Traveling for the duo is fraught with more than the typical difficulties: Kamata, an American, uses sign language to communicate with her daughter, who copes with hearing challenges and gets around by wheelchair. However, after the Osaka trip is successful, Kamata vows to take advantage of her daughter’s burgeoning interest in art and embarks on a mother-daughter odyssey to visit some of the stunning exhibits scattered around the islands of Japan’s Inland Sea.

In the process the pair build more than memories, as seeing things through her daughter’s eyes is a catalyst for new discoveries and self-reflection for the author. Meanwhile, her daughter emerges as a character in her own right, as colorful as Kusama’s famous dotted pumpkins.

This book offers multiple perspectives that would appeal to anyone interested in travel, art, accessibly issues or parent-teen relationships. Kamata’s style is as fresh and breezy as the winds that whip the islands she writes about.

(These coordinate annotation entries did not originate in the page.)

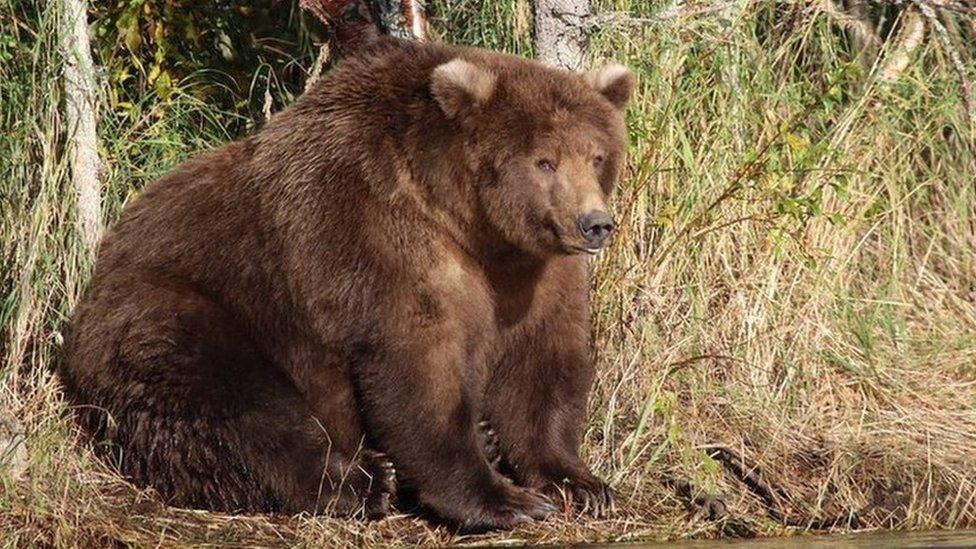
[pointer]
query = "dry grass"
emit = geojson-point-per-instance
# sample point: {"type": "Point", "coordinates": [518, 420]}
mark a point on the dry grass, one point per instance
{"type": "Point", "coordinates": [785, 325]}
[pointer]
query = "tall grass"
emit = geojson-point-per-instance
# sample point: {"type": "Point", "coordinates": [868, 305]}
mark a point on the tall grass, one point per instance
{"type": "Point", "coordinates": [785, 324]}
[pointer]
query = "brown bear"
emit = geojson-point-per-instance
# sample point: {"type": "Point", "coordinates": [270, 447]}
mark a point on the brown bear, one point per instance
{"type": "Point", "coordinates": [398, 255]}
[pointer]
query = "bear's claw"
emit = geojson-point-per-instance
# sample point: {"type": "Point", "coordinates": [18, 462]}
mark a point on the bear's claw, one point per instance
{"type": "Point", "coordinates": [382, 490]}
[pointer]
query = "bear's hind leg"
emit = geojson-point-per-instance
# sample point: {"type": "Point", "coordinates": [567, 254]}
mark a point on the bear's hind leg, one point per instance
{"type": "Point", "coordinates": [204, 419]}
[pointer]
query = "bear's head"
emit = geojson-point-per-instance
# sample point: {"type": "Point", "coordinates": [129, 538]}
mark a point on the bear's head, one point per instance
{"type": "Point", "coordinates": [545, 147]}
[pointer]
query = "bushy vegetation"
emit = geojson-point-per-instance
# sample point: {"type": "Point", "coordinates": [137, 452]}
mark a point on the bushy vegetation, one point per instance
{"type": "Point", "coordinates": [785, 324]}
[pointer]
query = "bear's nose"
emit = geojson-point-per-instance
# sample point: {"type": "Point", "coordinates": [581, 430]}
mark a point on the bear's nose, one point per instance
{"type": "Point", "coordinates": [595, 227]}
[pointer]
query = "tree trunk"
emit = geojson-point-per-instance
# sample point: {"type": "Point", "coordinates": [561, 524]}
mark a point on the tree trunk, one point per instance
{"type": "Point", "coordinates": [79, 115]}
{"type": "Point", "coordinates": [562, 32]}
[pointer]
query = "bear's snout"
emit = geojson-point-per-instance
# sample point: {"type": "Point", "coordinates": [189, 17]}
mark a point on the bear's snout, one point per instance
{"type": "Point", "coordinates": [595, 227]}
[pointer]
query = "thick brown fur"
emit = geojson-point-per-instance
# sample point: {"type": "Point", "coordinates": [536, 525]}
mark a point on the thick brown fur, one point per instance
{"type": "Point", "coordinates": [388, 261]}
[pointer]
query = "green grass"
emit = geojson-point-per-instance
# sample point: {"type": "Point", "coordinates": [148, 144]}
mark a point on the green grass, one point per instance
{"type": "Point", "coordinates": [793, 283]}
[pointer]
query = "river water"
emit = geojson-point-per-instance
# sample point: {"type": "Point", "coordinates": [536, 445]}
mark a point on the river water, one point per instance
{"type": "Point", "coordinates": [894, 540]}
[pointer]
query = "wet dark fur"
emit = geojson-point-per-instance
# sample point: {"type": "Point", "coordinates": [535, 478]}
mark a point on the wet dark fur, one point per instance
{"type": "Point", "coordinates": [271, 314]}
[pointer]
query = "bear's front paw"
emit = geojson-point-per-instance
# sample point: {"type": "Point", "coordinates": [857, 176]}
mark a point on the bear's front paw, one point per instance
{"type": "Point", "coordinates": [506, 507]}
{"type": "Point", "coordinates": [582, 492]}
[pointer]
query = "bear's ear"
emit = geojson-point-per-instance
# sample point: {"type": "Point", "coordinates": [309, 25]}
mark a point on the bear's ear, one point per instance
{"type": "Point", "coordinates": [459, 85]}
{"type": "Point", "coordinates": [614, 81]}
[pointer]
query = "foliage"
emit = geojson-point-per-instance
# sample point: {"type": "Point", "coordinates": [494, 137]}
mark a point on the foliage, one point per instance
{"type": "Point", "coordinates": [229, 53]}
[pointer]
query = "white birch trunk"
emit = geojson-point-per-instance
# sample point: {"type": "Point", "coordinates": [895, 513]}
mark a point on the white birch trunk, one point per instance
{"type": "Point", "coordinates": [79, 100]}
{"type": "Point", "coordinates": [561, 32]}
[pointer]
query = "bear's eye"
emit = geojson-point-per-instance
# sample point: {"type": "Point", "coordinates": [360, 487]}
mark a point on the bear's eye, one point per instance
{"type": "Point", "coordinates": [545, 165]}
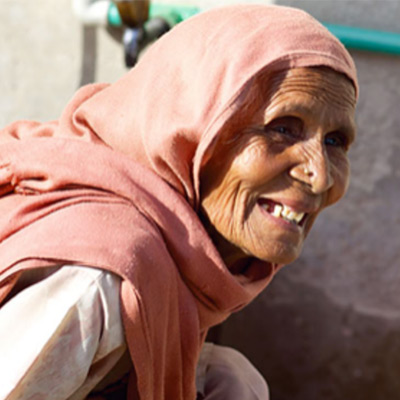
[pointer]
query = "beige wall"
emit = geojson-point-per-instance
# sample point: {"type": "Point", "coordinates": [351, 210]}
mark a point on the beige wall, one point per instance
{"type": "Point", "coordinates": [328, 327]}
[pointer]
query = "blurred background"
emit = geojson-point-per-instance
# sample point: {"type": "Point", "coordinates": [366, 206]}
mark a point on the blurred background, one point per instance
{"type": "Point", "coordinates": [328, 327]}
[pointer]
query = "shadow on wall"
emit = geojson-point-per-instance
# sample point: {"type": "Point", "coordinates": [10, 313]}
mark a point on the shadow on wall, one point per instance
{"type": "Point", "coordinates": [89, 55]}
{"type": "Point", "coordinates": [326, 351]}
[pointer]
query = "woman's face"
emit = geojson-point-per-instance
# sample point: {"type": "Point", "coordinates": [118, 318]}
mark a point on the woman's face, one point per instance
{"type": "Point", "coordinates": [277, 169]}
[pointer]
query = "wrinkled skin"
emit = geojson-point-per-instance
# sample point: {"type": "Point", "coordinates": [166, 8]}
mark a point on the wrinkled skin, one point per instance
{"type": "Point", "coordinates": [291, 151]}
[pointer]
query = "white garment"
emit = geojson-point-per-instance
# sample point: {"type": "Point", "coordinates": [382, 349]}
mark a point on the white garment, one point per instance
{"type": "Point", "coordinates": [63, 335]}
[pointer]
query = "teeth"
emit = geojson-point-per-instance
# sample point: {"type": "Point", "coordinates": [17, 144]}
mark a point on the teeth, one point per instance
{"type": "Point", "coordinates": [277, 211]}
{"type": "Point", "coordinates": [282, 211]}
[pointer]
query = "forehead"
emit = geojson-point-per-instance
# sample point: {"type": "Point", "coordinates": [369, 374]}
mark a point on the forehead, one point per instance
{"type": "Point", "coordinates": [303, 88]}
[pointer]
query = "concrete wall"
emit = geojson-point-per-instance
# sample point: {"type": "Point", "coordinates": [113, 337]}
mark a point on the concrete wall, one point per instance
{"type": "Point", "coordinates": [328, 327]}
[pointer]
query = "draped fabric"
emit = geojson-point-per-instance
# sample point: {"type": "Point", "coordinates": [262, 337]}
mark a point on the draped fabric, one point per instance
{"type": "Point", "coordinates": [114, 183]}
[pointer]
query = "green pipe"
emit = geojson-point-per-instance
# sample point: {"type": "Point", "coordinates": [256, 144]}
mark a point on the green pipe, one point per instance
{"type": "Point", "coordinates": [366, 39]}
{"type": "Point", "coordinates": [351, 37]}
{"type": "Point", "coordinates": [172, 14]}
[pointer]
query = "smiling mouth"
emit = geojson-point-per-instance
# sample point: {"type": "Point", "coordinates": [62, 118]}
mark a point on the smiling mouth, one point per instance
{"type": "Point", "coordinates": [284, 212]}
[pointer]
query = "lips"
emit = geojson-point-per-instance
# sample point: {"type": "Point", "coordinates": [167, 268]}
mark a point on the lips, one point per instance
{"type": "Point", "coordinates": [283, 211]}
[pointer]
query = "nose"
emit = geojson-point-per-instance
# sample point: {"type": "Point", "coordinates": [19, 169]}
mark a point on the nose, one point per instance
{"type": "Point", "coordinates": [313, 168]}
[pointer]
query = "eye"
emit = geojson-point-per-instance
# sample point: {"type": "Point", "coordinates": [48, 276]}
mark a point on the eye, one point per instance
{"type": "Point", "coordinates": [287, 126]}
{"type": "Point", "coordinates": [337, 139]}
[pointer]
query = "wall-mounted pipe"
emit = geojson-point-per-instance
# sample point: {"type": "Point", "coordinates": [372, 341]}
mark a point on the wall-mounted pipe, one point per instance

As the book closes, Kamata offers the bittersweet observance that her daughter, now in her mid-teens, is gravitating more toward friends than family, making Kamata all the more glad she made the effort to travel together. Kamata’s fans are likely to be grateful, too.

–Louise George Kittaka “The Japan Times”

A Girls’ Guide to the Islands follows author Suzanne Kamata’s journey with her daughter, Lilia, into the remote realm of the Seto Inland Sea’s world-class art collection. Beautiful in its directness and honesty, A Girls’ Guide examines the nature of accessibility and independence as Kamata and Lilia face challenges physical, emotional and artistic. The trip yields unexpected, occasionally amusing adventures as the two women explore new landscapes as well as their own changing relationship.

–Kelly Luce, author of Pull Me Under

[A Girls’ Guide to the Islands] is a young adult book which beautifully captures the unique scenery and special features of each place Kamata and her daughter visit. But also one which vividly portrays life in Japan with a disabled child. Kamata challenges assumptions about disabled people and the obstacles they face with everything from the restroom to the art gallery. By the end …, readers find themselves back home again, full of memories from an unforgettable journey.